As far as backing up goes just keep all your important data on a Firewire/USB drive (Back it up regularly to a second drive, yah hey?) in open formats and you can use your data with just about any recent computer even if the udpate kills your Mac. (And restoring the Mac is as simple as a full erase and reinstall.)
Is this my personal impression, or have anyone found this type of problems too.
I have discovered kernel crash frequently and the first version of Mail didn't start at all (problem solved in the first update: They found that is was due to GPG AddOn).
However OS X 10.3 a previous version were so robust. They only produced me one kernel crash in 3 years.
I find I rely on Apple far too much for my own good. I click the installer as soon as it becomes available and I haven't actually had any reason to regret the decision.
Of course I have backed up my personal folder on the second hard drive and I've burned a copy to a DVD, just so I don't lose years of work to a dumb head crash.

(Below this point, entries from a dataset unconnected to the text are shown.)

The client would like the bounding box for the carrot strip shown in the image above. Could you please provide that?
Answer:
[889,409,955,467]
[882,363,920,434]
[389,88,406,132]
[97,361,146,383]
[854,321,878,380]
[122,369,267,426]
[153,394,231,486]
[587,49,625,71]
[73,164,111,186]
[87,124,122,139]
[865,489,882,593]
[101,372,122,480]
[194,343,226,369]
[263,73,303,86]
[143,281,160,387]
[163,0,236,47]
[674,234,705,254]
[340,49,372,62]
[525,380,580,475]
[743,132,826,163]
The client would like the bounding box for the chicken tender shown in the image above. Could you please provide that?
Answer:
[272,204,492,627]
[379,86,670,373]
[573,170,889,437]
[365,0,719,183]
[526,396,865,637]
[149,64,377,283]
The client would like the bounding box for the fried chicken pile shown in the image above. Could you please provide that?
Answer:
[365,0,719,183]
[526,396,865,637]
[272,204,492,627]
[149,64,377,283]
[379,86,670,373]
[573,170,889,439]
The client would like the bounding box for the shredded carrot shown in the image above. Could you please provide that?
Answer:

So far, I have had no complaints. I'd prefer it if these bugs weren't in there in the first place, but software doesn't work like that exactly. I'm happy for the fact that they do release regular patches. If you ever worked with OS 7.5.1 and you waited for an upgrade, you know it took a while. Apple is doing a good job of maintaining their environment. Within the confines and the limits of an operating system I can't complain as a user of the system that there is no concern for the quality. 500 bugs is a lot, but I heard that Microsoft was battling with 200,000 bugs and the legacy of backwards compatibility.
Not to bash Microsoft, just to indicate that it takes a great deal of work and dedication to make it work halfway decent.
I can't wait for the new upgrade. I WILL backup my files first.
> You can't boot from USB.
How odd. I'm running off of an installation on a USB hard drive. Well, anyway, as long as /it/ doesn't know that it shouldn't work...
And please don't tell the other USB drive on my desktop that I sometimes boot off of, containing Panther for testing purposes.